BOBSHOW'S ROCK
8:00 PM SATURDAY
BIO: BOBSHOW

Music has always been essential to my life. My earliest memories of music are listening to the radio in the car with my mom. My favorite songs back then were Downtown by Petula Clark and American Pie by Don McLean. At home it was Simon & Garfunkel and Tom Jones records that provided the earliest soundtrack to my life.
My first job was delivering newspapers. I saved up to buy myself a little AM/FM radio so I could listen to the local top 40 station, KGRS in Burlington, Iowa. Long before rigid radio formats, KGRS played everything from The Village People’s Y.M.C.A. to Zeppelin’s Stairway to Heaven.
I started to pick and choose what would become “my music.” My music would evolve over the years. When I was in middle school, it was disco and top 40. My first play lists were in the form of K-Tel records and 45s. My friend Eric who lived across the street had an older sister that turned us on to Styx, Nazareth, Alice Cooper and Rush.
On the last day of school, we’d rush home and put on School’s out or we’d listen to Hair of the Dog and think we were really getting away with something because the song said “son of a bitch” in the lyrics.
And then there was KISS! Like every kid in the mid-70s, I was obsessed with my generation’s Fab Four. My friends and I performed KISS Alive II with our tennis racket guitars. We bought KISS cards and couldn’t believe that network TV was showing a KISS movie!
Around my first year of high school, I had started listening to 97X, a rock station out of the Quad Cities of Iowa and Illinois. I had moved on from delivering newspapers to cutting grass in the summer and shoveling snow in the winter. I bought my first real stereo with a turntable, tuner and twin cassette decks. My stepsister had come to live with us and I borrowed her Led Zeppelin and Ozzy albums to record onto cassette.

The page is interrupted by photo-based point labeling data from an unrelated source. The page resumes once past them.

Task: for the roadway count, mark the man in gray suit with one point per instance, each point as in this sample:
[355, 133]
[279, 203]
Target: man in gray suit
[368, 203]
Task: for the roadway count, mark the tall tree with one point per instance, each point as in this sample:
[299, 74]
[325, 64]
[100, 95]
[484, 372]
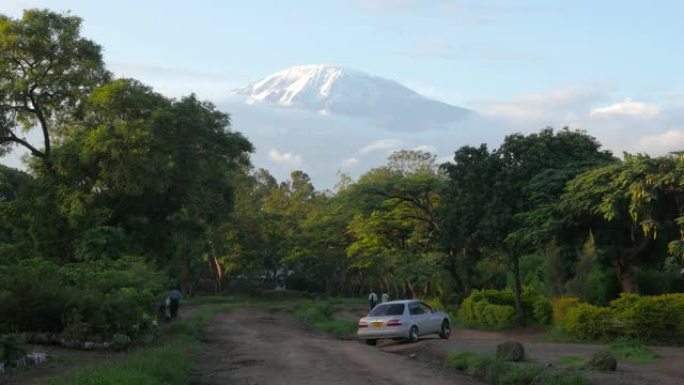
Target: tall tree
[629, 206]
[46, 71]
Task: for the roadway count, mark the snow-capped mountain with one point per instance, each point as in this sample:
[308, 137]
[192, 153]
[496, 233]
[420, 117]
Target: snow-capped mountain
[331, 90]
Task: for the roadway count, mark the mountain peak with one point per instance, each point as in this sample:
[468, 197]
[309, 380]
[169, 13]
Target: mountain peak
[329, 89]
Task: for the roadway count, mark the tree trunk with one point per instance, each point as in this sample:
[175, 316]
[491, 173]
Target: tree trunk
[626, 274]
[517, 292]
[625, 262]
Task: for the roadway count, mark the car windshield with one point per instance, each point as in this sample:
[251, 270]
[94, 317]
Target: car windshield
[382, 310]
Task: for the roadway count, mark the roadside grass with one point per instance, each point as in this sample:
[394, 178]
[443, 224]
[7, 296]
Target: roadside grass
[168, 363]
[570, 361]
[319, 316]
[632, 351]
[492, 371]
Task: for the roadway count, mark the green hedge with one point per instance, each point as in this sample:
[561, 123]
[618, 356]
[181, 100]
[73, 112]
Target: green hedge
[492, 308]
[82, 299]
[647, 318]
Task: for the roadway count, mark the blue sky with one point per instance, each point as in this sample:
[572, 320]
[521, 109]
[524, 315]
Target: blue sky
[611, 67]
[460, 51]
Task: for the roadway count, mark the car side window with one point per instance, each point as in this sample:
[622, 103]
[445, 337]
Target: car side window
[414, 309]
[424, 308]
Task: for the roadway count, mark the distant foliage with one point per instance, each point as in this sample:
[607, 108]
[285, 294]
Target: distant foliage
[83, 299]
[646, 318]
[492, 308]
[102, 242]
[488, 308]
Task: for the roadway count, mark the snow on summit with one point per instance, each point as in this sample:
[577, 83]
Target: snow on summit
[331, 90]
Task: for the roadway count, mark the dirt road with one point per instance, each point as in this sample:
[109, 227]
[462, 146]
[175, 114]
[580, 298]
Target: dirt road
[266, 346]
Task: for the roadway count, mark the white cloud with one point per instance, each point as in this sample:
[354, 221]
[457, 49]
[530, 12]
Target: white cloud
[426, 148]
[382, 144]
[385, 5]
[433, 48]
[672, 140]
[16, 6]
[350, 162]
[284, 157]
[627, 107]
[563, 104]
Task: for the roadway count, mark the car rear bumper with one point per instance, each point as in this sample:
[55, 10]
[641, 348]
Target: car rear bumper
[385, 332]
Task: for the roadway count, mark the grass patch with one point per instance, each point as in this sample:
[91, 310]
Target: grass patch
[319, 316]
[166, 364]
[152, 366]
[632, 351]
[492, 371]
[571, 361]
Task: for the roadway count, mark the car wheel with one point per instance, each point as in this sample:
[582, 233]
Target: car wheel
[413, 333]
[445, 331]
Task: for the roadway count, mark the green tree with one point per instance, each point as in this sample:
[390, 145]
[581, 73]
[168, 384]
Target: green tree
[46, 71]
[630, 207]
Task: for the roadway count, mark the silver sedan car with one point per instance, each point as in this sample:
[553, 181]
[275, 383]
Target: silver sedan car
[408, 319]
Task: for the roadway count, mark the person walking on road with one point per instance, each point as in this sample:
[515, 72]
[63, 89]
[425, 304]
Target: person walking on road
[372, 299]
[174, 302]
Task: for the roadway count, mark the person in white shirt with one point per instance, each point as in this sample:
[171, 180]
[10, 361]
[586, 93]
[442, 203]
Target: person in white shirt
[372, 299]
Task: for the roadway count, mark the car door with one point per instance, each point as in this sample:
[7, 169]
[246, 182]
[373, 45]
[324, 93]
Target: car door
[418, 317]
[433, 320]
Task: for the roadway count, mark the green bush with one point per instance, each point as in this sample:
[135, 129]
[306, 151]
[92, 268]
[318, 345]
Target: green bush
[521, 375]
[542, 311]
[563, 378]
[485, 309]
[496, 372]
[633, 351]
[100, 297]
[10, 347]
[588, 322]
[561, 306]
[644, 318]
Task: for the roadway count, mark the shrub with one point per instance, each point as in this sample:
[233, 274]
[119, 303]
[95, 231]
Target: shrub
[633, 351]
[319, 315]
[645, 318]
[493, 371]
[97, 297]
[585, 321]
[478, 311]
[542, 311]
[560, 307]
[563, 378]
[653, 318]
[10, 347]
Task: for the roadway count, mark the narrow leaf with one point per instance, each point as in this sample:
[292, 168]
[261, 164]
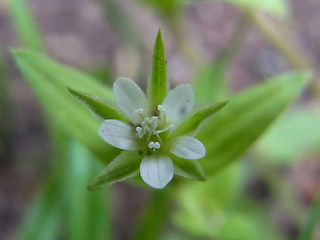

The first bands that I really loved were Led Zeppelin and Journey. Escape had just come out and I couldn’t get enough of it. Those two bands were the first to decorate my teenage bedroom walls. I began to expand my collection with the latest albums by Styx, REO Speedwagon, and Survivor.
My mom had a coworker that was about 10 years older than me but had really cool taste in music so she would always make me cassette copies of all the latest albums she would buy.
My love of metal began in high school when a friend turned me on to Iron Maiden’s Piece of Mind album. This was followed by a Christmas gift of Screaming for Vengeance by Judas Priest.
I started to meet like minded friends who were into metal and I realized that it really was a community. I began making mix tapes to play in my car. I’d give them cool (I thought so anyway) names like Rock My World, Earthshakers, and Mind Explosion.
Pretty soon, friends were asking me to “DJ” their parties, which just meant playing a bunch of cool songs on the stereo while we partied. The seed to someday work in radio was planted.
In 1991 I got my first radio job working in the research department at KCAL FM. It wasn’t the coolest job, but it was in radio and it was at a rock station. My first on air gig was at KMLO in Fallbrook, CA. K-Mellow wasn’t exactly what I wanted to do in radio, but I was on the air and that was cool.
After a few months of that, I finally managed to convince the program director at KCAL that I knew what I was doing. I was finally given a chance to get on the air at KCAL. Friday nights at midnight til 6 in the morning became my domain.
After about 9 months of that, I got the full-time graveyard shift rocking the security guards, grocery store stockers, and your occasional tweeker. It was great fun and playing all that music expanded my rock n roll vocabulary.
Several years into working at KCAL, the company acquired KOLA 99.9. I was no longer alone in the middle of the night. My partner in crime was an 18-year-old kid just getting his start in radio, but I’ll let him tell you his story.
I’ll sum it up by saying how excited I am to join him as part of the DirtyRadio.FM family!